— Но теперь все будет иначе, — продолжил фон Бревен. — Я оказался здесь случайно, это не моя реальность, но я русский офицер, а русские своих в беде не бросают! Так что, господа, простите уж, но я и мой экипаж, сделаем за вас работу — уничтожим японский флот, а также все основные порты страны. Ну и англичан заодно против шерсти причешем, слишком уж я ненавижу эту англосаксонскую мерзость, именно они стоят за Японием.
— Это всем известно, — вздохнул Игнасиус.
— Ничего, после того, как я оставлю на месте Лондона развалины, им станет не до того, чтобы гадить России, — недобрая ухмылка пришельца пугала. — Да и американцев следует немного окоротить, именно они в последующие сто лет были нашими главными врагами. Я не уверен, что все это поможет, что вы сумеете остановить распад и гибель империи, но всю информацию по истории ближайших ста лет вам передам, Василий Васильевич, вдруг найдутся люди, способные что-то сделать.
— Так чем же наше поражение так позорно? — хмуро спросил кто-то из офицеров. — Мало ли их было, поражений-то?
— Много, — согласился фон Бревен. — Но так уж сложилось, что именно Цусима стала символом нашего позора. И это не изменилось даже после того, как в тысяча девятьсот сорок пятом году Россия за несколько месяцев полностью разгромила Японию, правда, в союзе с американцами. Причем сразу после окончания Великой Отечественной войны, в которой Красная империя, Советский Союз, каковым Россия стала в 1917 году, воевала с моей второй родиной, Германией, и потеряла больше двадцати восьми миллионов человек. Но война была закончена в Берлине, на развалинах рейхстага. Повторяю, рассказывать можно долго, сами обо всем прочтете, мы привезли вам книги. Правда предупреждаю, что написание книг будет вам непривычно, правила грамматики изменились, яти и твердые знаки в конце слов исчезли, как понятие. А теперь…
Он вздохнул и добавил:
— Хочу, чтобы вы, господа, услышали песню «Цусима», написанную в две тысячи двадцать втором году. Это реквием по вам.

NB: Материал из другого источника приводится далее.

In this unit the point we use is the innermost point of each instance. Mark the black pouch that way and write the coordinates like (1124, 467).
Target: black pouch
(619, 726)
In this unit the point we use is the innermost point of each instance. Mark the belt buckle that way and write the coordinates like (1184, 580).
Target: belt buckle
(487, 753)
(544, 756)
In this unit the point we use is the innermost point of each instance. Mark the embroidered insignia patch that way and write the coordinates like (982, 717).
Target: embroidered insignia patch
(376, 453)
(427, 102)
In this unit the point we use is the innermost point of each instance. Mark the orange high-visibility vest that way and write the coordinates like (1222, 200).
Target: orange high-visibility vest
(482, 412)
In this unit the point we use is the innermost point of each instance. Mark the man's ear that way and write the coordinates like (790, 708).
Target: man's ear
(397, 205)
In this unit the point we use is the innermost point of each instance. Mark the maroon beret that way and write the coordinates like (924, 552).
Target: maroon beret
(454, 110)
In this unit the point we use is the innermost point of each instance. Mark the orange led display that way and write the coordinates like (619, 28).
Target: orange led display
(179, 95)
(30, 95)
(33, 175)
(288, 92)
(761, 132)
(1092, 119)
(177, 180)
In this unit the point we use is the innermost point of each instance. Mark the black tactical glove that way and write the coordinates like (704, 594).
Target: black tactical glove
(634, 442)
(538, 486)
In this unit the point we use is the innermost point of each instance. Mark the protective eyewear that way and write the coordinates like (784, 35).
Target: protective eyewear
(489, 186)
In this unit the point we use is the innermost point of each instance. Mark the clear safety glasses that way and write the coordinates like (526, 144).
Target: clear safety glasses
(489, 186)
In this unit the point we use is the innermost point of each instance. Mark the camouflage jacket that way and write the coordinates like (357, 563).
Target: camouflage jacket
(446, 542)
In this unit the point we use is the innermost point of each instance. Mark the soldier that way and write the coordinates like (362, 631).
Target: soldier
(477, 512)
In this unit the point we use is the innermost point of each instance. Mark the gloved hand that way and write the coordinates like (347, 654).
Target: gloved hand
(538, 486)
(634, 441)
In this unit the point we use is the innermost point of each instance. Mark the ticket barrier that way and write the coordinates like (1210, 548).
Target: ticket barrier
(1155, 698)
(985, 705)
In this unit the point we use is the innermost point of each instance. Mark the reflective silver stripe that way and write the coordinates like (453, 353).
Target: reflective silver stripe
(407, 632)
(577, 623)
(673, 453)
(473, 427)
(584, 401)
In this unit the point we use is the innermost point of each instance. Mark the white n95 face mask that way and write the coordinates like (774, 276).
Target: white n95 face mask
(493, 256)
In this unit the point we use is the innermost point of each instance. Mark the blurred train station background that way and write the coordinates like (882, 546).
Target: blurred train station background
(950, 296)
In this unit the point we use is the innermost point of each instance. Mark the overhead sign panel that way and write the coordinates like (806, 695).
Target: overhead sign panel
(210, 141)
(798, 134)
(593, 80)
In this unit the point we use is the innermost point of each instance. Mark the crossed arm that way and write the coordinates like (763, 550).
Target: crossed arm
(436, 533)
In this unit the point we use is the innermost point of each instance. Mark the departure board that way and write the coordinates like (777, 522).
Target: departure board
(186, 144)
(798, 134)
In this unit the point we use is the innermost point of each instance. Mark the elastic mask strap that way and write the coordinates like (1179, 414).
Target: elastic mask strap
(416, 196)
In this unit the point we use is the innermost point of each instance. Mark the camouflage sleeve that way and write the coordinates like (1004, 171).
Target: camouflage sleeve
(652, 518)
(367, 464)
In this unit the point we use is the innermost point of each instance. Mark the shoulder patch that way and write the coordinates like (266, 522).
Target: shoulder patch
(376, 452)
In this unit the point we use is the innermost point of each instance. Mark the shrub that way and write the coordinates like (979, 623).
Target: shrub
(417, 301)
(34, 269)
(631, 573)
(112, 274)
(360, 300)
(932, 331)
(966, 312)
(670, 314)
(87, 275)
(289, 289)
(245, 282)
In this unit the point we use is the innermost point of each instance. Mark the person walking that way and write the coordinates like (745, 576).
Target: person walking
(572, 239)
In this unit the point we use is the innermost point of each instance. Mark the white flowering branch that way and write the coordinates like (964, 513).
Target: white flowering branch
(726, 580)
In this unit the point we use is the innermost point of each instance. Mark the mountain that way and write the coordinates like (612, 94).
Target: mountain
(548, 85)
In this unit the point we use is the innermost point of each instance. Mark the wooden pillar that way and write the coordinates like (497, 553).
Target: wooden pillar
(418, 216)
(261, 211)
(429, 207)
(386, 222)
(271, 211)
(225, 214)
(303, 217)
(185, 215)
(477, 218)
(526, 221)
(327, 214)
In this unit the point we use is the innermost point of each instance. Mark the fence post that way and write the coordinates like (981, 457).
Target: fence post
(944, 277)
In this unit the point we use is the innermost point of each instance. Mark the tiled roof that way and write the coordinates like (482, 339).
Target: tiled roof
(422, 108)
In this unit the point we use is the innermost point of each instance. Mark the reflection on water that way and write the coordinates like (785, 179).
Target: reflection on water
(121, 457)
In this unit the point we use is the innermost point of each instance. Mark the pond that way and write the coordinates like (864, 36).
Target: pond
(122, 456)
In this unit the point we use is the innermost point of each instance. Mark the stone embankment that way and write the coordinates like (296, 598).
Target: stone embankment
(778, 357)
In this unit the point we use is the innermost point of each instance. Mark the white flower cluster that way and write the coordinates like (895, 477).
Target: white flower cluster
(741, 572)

Он поднял руку, и сверху зазвучала, пугающая, порой режущая слух музыка, от нее продирало морозом по коже, дрожали руки и ноги. Текст был так себе, но только если сам по себе, а вот в совмещении с музыкой он был страшен, он пугал и одновременно возносил:
— Обреченный на смерть последний флот императора… — повторил Игнациус, сжав кулаки. — Господи, помилуй мя грешного…
— Уже помиловал, — оскалился фон Бревен. — Уже помиловал, Василий Васильевич! Вскоре увидите.
— Тридцать семь против ста двадцати пяти… — передернуло немолодого офицера. — Святой Боже…
— Наугад, во тьме, ведомые судьбой… — произнес еще кто-то. — А ведь мы предупреждали, что без разведки идти нельзя… Но этот…
Осуждающие взгляды остальных офицеров словно огненные плети били Рожественского, которому и так было худо от этой страшной песни, от этого чудовищного реквиема по людям, которых он погубил, и вице-адмирал прекрасно понимал, что да, именно он погубил, никто иной, совесть у него все же имелась, хотя давно спала. А сейчас, сволочь такая, взяла и проснулась, начал терзать душу Зиновия Петровича стальными когтями. И ему было очень плохо и больно. Вот только слов для оправдания он не находил. Ведь наоборот, хотел лучшего, хотел, чтобы японцы не обнаружили эскадру, потому и распорядился не вести разведку. А вышло вон что…
Песня отзвучала и настала тишина. Господа офицеры довольно долго стояли молча, пытаясь прийти в себя.
— Ох, ну и музыка же у потомков… — попытался разрядить напряженную атмосферу кто-то.